One feature of the RGB technique is that maintaining the colour blend and the diffusion (important aspects of ensuring that the “white light” as perceived by the human eye stays constant) is usually a function of a controlling electronic circuit. For this reason other methods are more commonly used to produce white light.

Incorporating phosphor wavelength converters that change the colour of the light as luminescence from the diode hits the phosphor is one such method.

Phosphor based diodes suffer from the degradation of the phosphor coating over the life cycle of the light, but offer certain production advantages over the RGB technique. In general terms they are much easier to manufacture than diodes that require a form of electronic control and the phosphor application process can be relatively simply achieved with modern electronic construction techniques.
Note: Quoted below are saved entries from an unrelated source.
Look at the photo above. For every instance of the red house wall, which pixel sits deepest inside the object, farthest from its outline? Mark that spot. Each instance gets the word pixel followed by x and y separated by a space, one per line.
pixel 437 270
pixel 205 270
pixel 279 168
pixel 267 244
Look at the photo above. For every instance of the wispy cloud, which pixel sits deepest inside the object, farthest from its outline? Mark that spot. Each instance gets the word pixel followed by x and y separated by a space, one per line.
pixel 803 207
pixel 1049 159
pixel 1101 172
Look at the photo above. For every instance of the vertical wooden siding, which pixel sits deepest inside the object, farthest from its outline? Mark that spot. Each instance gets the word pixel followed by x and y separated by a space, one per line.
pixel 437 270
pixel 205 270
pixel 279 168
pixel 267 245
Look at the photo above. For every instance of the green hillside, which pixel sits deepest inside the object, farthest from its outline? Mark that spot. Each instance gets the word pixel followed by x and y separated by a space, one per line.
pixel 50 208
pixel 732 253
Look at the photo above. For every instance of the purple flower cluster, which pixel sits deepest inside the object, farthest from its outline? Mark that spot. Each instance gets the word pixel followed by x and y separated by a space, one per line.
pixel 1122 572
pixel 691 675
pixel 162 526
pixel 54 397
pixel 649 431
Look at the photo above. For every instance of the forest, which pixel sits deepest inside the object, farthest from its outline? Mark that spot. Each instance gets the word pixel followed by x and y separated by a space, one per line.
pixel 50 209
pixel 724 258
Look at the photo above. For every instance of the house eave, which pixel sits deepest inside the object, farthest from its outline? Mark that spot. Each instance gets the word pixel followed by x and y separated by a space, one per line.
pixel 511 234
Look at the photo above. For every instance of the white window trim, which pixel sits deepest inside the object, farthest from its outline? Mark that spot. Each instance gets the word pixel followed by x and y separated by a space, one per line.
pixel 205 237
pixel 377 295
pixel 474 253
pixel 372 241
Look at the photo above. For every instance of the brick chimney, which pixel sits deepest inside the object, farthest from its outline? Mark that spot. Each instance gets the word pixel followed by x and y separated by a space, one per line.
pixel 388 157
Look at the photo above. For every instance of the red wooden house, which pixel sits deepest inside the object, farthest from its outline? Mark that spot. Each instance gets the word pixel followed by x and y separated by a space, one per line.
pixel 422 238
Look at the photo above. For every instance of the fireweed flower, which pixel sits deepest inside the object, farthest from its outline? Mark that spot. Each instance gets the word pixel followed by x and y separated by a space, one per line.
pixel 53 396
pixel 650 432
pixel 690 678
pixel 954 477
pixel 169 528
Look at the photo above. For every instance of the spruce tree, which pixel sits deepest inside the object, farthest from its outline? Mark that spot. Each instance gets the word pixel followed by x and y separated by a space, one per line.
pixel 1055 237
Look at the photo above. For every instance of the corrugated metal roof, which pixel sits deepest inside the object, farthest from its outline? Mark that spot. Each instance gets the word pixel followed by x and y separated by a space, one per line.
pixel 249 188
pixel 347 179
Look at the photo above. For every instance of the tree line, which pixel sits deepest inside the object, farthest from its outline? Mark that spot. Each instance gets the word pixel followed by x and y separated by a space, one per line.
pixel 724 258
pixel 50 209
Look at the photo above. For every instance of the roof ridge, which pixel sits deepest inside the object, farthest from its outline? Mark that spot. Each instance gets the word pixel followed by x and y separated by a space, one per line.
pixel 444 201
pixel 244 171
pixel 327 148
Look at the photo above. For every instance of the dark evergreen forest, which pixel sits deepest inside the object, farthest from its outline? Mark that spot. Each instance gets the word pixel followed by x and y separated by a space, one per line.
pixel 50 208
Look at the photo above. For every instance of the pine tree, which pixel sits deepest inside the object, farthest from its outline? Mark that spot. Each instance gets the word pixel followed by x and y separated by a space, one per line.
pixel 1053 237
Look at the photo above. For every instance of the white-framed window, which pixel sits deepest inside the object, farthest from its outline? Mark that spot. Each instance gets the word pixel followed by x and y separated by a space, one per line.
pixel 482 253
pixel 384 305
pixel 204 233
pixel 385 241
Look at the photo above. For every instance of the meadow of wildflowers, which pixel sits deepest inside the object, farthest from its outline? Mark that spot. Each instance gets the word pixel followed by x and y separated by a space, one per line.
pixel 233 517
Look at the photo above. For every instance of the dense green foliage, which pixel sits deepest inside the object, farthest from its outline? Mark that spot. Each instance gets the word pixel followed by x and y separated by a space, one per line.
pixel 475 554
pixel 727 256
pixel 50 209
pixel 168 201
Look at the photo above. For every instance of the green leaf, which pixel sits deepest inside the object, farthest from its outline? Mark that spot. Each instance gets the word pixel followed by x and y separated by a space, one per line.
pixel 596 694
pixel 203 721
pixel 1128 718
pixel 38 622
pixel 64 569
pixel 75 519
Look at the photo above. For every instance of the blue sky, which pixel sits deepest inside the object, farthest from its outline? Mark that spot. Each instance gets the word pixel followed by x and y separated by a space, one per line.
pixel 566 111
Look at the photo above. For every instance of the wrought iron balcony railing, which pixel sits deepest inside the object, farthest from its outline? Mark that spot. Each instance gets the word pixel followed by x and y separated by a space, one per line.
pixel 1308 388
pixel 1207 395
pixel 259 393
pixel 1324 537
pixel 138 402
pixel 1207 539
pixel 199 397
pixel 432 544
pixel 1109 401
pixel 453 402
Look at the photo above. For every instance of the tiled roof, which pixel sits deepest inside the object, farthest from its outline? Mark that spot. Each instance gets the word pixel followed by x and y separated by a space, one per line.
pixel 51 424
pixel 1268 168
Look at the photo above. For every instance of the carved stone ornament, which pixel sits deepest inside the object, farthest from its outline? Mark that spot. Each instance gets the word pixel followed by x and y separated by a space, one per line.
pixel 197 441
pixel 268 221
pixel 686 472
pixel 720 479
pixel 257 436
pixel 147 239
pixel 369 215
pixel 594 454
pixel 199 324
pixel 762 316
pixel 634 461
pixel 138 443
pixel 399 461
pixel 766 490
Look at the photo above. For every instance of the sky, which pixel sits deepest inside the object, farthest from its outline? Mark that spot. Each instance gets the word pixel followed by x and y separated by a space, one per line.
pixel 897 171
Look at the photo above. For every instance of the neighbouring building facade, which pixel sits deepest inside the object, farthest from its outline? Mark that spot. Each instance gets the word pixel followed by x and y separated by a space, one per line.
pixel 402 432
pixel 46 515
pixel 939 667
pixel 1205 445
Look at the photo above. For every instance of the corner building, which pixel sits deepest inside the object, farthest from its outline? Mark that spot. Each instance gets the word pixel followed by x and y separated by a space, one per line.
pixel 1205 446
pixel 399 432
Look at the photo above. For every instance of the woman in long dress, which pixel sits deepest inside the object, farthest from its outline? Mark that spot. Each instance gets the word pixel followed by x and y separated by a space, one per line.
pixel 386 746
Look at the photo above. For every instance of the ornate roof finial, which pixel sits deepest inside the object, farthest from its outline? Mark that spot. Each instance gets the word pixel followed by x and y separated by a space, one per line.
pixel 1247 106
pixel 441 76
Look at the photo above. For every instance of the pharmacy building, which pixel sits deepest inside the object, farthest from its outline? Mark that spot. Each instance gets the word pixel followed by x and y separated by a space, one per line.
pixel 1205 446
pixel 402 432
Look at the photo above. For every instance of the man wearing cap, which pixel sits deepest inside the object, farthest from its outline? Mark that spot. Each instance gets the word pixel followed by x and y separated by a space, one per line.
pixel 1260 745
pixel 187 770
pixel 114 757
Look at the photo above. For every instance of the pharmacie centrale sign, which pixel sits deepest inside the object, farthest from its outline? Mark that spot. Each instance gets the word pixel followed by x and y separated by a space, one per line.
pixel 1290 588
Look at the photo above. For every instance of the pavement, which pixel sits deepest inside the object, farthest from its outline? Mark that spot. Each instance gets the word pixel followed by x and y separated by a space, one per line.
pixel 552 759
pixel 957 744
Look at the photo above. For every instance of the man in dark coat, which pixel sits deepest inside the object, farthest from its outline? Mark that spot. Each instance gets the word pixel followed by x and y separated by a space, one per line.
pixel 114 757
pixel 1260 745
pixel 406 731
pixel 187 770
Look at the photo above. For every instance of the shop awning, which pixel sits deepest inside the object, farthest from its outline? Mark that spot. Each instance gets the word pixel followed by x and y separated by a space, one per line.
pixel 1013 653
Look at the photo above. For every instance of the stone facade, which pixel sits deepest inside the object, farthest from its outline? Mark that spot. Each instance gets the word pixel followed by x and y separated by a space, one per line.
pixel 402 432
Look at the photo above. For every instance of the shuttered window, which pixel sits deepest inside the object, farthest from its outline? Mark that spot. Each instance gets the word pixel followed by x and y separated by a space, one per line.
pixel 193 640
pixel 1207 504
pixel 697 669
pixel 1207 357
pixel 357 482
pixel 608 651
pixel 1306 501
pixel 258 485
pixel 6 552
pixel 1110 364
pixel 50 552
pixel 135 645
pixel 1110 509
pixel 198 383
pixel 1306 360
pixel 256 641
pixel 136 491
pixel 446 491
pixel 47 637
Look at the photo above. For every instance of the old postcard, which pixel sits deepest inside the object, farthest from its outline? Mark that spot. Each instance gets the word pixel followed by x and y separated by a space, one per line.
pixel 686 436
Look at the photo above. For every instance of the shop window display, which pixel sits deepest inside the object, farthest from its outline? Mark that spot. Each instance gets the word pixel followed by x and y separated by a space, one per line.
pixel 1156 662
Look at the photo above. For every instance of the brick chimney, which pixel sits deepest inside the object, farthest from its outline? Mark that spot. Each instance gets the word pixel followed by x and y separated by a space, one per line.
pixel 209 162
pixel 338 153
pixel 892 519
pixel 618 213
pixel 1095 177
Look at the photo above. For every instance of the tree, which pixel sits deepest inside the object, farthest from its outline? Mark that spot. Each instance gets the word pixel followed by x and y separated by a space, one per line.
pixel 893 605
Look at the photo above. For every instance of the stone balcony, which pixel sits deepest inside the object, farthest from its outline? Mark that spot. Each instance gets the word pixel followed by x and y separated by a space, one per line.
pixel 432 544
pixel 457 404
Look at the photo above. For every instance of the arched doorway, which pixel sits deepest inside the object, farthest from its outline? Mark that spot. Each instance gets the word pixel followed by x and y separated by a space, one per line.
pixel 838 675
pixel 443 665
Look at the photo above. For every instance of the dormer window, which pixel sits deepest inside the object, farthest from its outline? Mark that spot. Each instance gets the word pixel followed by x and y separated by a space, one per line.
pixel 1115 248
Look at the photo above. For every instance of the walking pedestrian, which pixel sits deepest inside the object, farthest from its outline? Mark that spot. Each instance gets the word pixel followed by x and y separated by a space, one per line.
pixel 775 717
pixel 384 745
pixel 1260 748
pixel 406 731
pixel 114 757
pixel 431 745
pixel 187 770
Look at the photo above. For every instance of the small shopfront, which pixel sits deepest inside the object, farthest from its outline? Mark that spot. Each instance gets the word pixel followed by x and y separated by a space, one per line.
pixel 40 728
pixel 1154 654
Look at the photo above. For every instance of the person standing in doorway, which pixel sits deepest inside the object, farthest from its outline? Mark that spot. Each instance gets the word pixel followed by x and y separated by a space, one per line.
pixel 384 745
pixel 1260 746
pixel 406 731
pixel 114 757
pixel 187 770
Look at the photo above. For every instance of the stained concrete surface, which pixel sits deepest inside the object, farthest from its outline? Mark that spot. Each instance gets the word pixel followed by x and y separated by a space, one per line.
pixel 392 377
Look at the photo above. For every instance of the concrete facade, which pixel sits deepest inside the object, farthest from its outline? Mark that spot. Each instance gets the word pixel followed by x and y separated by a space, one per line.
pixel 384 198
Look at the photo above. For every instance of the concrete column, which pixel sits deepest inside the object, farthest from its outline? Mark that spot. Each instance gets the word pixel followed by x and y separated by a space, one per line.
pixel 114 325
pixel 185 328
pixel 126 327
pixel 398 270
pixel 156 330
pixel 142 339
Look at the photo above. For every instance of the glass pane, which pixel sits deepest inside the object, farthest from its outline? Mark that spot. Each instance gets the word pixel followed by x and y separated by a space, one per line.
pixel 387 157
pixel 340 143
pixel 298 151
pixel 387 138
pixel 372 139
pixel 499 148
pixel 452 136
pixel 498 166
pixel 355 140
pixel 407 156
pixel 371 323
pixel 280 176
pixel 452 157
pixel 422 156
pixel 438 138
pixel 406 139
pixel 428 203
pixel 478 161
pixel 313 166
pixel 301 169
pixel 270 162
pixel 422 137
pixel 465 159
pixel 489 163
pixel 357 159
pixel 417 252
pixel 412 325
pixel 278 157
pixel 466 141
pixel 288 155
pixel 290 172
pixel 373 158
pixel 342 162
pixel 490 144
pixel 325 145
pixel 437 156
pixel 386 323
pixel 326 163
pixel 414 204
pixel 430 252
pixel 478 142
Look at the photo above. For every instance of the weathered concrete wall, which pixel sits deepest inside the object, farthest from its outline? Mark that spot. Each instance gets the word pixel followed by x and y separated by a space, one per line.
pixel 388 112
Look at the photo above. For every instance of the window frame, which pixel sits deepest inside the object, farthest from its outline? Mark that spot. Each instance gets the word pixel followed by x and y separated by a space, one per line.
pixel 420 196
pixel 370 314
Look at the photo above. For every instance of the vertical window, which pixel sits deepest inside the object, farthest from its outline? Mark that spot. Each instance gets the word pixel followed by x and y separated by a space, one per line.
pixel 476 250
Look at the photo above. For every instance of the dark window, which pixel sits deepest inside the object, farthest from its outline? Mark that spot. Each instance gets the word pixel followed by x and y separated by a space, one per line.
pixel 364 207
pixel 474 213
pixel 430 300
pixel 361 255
In terms of output efficiencies, phosphor coated diodes can achieve satisfying effects relative to the human eyes ability to perceive luminosity. Most diodes constructed using this technique will be blue, with a yellow phosphor coating. If current was applied to the original blue LED and the phosphor doped equivalent, the former will look up to 80 percent less luminous to the human eye, due to the way in which the human eye (and brain) perceive yellow relative to blue.


Manufacturing and research

Research is continuing into the most efficient way to produce white light LEDs as the market take up (and the interest in the low heat, low energy consumption features of solid state lighting) continues to grow.

One key area relates to the production of phosphors with higher levels of native efficiency that do not suffer from the Stokes shift phenomenon. This states that where there is a differential between the energy state of a photon leaving a system and the one that the system absorbs, an overall energy difference occurs. The current position sees the YAG (Yttrium aluminium garnet) phosphor most commonly used to mix blue and yellow to achieve white, but continual experimentation with this as a base is ongoing. Additional losses to reabsorption in the LED’s housing are also an issue, and time and energy continues to be invested in preparing phosphors with different properties as well as constant refinements to the diode’s design.

In terms of output, conventional sources of light usually offer a mean of 15 to 100 lumens per watt of energy. By way of comparison, forecasts for white LED lighting suggest that they may reach in excess of 300 lumens per watt – a huge advance on long-established watt/luminescence ratios.